Deb - not fair. Robyn has a valid point to make. And I waited 8 hours at POMGH to get an x-ray for my wife only to be told the machine had broken down and there was no-one to fix it.

Yeah, all countries have their problems, but to deny them makes things worse.

Frank K Daosak

So what's the point of highlighting all the negative isolated incidents? You don't have to come back if all you want to write about is negative negative negative...

Manuel Hetzel

Oh yes, in the Good Old Says everything was better. For the chosen few!

We know that certain things don't work in PNG. What use is it to list them here again, as is done on a daily basis in country, yacht and whatever other expat clubs throughout PNG?

To me, whether PNG can actually deal with this task is secondary. The country has accepted many things from outside it didn't need and wasn't ready to deal with.

Take the meri blaus. Take the mines. Take LNG. Take the many expat "consultants" doing so much good (just, for whom?).

But I wonder why some people always need to portray PNG as a dysfunctional shithole. The list of great things in this country is so much longer than all of these pathetic listings of things that go wrong.

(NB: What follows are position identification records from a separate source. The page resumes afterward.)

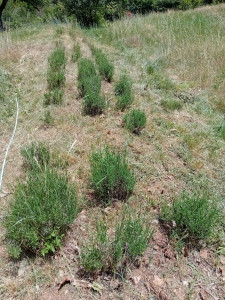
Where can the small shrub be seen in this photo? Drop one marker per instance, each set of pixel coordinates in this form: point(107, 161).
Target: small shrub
point(56, 79)
point(48, 119)
point(106, 69)
point(54, 97)
point(36, 157)
point(123, 92)
point(150, 68)
point(114, 253)
point(89, 85)
point(110, 175)
point(86, 69)
point(57, 59)
point(195, 216)
point(220, 130)
point(93, 103)
point(135, 120)
point(171, 104)
point(43, 208)
point(76, 53)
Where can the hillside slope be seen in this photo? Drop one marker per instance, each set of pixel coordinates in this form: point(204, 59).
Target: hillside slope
point(176, 63)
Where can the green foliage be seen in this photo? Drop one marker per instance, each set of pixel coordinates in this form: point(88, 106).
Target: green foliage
point(135, 120)
point(106, 69)
point(93, 103)
point(36, 157)
point(123, 92)
point(220, 130)
point(43, 208)
point(54, 96)
point(86, 69)
point(195, 216)
point(48, 119)
point(76, 53)
point(113, 253)
point(56, 76)
point(171, 104)
point(110, 175)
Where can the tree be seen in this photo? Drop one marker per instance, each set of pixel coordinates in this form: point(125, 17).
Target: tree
point(35, 3)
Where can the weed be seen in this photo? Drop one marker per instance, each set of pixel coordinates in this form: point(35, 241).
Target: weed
point(110, 175)
point(43, 207)
point(106, 69)
point(76, 53)
point(54, 96)
point(36, 157)
point(220, 130)
point(114, 253)
point(135, 120)
point(195, 216)
point(48, 119)
point(56, 79)
point(171, 104)
point(89, 85)
point(93, 103)
point(123, 92)
point(86, 69)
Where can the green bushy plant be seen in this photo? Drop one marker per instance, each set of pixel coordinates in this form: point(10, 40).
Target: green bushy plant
point(90, 85)
point(114, 253)
point(123, 92)
point(86, 68)
point(110, 175)
point(88, 80)
point(106, 69)
point(54, 96)
point(56, 76)
point(171, 104)
point(57, 59)
point(93, 104)
point(43, 208)
point(48, 119)
point(195, 216)
point(76, 53)
point(56, 79)
point(220, 130)
point(135, 120)
point(36, 157)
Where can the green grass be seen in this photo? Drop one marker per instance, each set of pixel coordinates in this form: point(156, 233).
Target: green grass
point(43, 208)
point(115, 253)
point(110, 175)
point(135, 120)
point(36, 157)
point(76, 54)
point(106, 69)
point(171, 104)
point(196, 216)
point(123, 92)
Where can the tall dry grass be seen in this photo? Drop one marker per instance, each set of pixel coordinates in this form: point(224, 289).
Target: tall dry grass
point(190, 44)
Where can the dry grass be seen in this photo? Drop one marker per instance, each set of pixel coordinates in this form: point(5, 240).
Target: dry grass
point(177, 150)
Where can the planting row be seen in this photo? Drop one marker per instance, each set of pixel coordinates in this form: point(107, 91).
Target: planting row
point(46, 203)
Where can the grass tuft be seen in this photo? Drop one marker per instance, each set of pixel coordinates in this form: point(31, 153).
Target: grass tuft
point(110, 175)
point(123, 92)
point(195, 217)
point(135, 120)
point(106, 69)
point(43, 208)
point(116, 252)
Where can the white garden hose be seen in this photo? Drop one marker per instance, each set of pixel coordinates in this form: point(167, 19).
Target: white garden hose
point(10, 142)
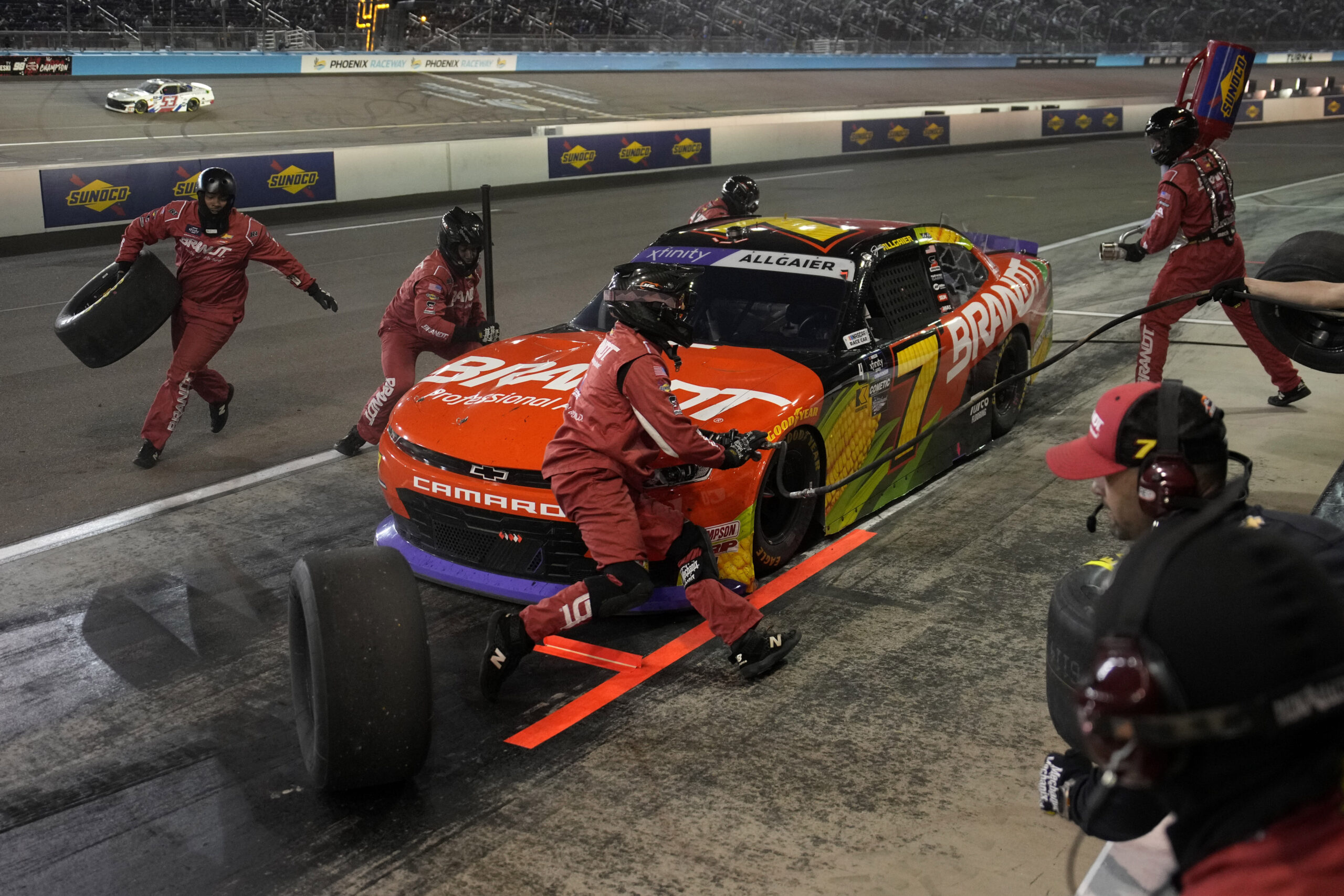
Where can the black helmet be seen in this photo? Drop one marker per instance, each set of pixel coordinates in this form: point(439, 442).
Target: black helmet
point(461, 227)
point(655, 300)
point(215, 182)
point(1171, 133)
point(741, 195)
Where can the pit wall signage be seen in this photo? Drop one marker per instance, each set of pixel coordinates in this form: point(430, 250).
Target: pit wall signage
point(896, 133)
point(118, 194)
point(377, 64)
point(1055, 123)
point(616, 154)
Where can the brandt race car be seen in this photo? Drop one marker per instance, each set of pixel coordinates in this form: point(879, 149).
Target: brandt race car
point(844, 338)
point(159, 94)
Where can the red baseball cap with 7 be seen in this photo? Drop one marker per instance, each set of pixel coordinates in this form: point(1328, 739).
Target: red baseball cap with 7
point(1095, 455)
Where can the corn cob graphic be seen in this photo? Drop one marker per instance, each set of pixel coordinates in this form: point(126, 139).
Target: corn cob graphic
point(848, 431)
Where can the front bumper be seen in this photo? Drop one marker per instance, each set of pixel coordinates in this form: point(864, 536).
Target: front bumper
point(494, 585)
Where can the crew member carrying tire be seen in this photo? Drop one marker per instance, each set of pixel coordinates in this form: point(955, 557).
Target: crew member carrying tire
point(738, 198)
point(437, 309)
point(617, 422)
point(1195, 199)
point(215, 242)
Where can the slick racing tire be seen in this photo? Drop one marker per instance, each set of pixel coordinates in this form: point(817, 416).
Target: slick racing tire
point(1312, 340)
point(1006, 407)
point(359, 666)
point(780, 523)
point(108, 320)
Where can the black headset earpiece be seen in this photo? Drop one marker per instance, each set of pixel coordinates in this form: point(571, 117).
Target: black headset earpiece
point(1166, 479)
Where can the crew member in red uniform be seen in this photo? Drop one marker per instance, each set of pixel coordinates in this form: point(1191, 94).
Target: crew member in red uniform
point(437, 309)
point(618, 421)
point(1195, 199)
point(738, 198)
point(215, 242)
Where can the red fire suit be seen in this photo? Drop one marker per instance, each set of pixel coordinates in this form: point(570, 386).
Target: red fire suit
point(711, 210)
point(618, 421)
point(214, 287)
point(433, 311)
point(1195, 198)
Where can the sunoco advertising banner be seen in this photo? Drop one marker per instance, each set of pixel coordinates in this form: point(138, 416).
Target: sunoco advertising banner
point(613, 154)
point(894, 133)
point(116, 194)
point(1081, 121)
point(373, 64)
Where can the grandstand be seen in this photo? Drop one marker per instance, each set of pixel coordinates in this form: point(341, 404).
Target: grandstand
point(793, 26)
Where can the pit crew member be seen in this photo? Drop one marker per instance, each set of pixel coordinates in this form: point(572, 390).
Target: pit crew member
point(437, 309)
point(215, 242)
point(1195, 198)
point(740, 196)
point(618, 421)
point(1124, 433)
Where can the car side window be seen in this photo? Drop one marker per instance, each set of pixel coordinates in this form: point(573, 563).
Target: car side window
point(898, 297)
point(961, 272)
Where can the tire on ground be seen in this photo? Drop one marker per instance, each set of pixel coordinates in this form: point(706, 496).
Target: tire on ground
point(780, 524)
point(1312, 340)
point(359, 664)
point(107, 320)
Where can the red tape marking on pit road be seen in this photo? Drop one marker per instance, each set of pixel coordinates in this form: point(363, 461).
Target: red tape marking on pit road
point(588, 703)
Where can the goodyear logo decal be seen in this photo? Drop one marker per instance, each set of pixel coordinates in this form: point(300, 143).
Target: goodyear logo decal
point(292, 179)
point(579, 156)
point(97, 195)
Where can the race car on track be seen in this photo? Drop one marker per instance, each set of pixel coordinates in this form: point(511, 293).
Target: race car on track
point(159, 94)
point(843, 338)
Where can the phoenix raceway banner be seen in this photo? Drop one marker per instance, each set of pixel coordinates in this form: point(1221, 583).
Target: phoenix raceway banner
point(613, 154)
point(894, 133)
point(1081, 121)
point(30, 66)
point(116, 194)
point(369, 64)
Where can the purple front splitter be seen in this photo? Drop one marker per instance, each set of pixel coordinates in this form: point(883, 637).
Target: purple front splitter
point(426, 566)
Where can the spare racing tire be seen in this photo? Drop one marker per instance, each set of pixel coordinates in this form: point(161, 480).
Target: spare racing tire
point(1312, 340)
point(359, 666)
point(108, 320)
point(1070, 626)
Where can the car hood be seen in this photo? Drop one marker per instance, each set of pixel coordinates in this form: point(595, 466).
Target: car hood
point(502, 405)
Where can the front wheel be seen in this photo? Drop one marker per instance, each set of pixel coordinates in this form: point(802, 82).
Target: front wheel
point(783, 523)
point(1006, 406)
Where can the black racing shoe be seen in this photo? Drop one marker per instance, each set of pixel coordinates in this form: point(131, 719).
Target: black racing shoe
point(1284, 399)
point(351, 444)
point(148, 456)
point(757, 652)
point(219, 412)
point(506, 645)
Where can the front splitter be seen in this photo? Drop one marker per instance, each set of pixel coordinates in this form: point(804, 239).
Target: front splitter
point(506, 587)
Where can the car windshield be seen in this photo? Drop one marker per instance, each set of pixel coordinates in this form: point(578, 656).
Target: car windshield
point(756, 309)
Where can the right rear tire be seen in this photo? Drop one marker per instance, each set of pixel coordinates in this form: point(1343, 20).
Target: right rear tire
point(359, 662)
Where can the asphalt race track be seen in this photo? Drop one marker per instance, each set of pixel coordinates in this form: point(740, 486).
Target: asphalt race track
point(66, 121)
point(147, 735)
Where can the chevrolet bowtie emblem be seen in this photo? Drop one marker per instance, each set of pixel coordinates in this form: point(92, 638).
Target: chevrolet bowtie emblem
point(491, 473)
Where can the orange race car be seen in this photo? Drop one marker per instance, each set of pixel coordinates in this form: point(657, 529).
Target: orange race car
point(843, 338)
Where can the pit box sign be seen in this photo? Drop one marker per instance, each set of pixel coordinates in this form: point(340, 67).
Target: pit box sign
point(894, 133)
point(34, 66)
point(118, 194)
point(1081, 121)
point(616, 154)
point(374, 64)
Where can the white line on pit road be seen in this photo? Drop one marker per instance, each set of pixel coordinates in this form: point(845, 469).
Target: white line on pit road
point(163, 505)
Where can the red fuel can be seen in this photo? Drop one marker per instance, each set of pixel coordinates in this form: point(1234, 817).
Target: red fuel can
point(1223, 69)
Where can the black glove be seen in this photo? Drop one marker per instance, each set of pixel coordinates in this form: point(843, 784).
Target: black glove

But making PNG look bad seems to be so fashionable that even O'Neill has now taken it up. As Susan Merrell put it: "[PNG] will now be known as a worse hell-hole than the world’s worst hell-holes." Well done.

Deb Dewberry

Yet another patronising expat. Give me strength. Go back to where you came from!

D Warriner

If Lae gets a new hospital its a good deal. My staff call it 50/50 that's your chances of leaving.

Francis Sina Nii

It may be true that situation on the ground may not be conducive for PNG to successfully implement the asylum deal.

However, elaborate use of hearsay and isolated incidents to portray PNG in that kind of manner to exemplify one's point is a total hogwash.

All of PNG is not the kind of trash that you painted.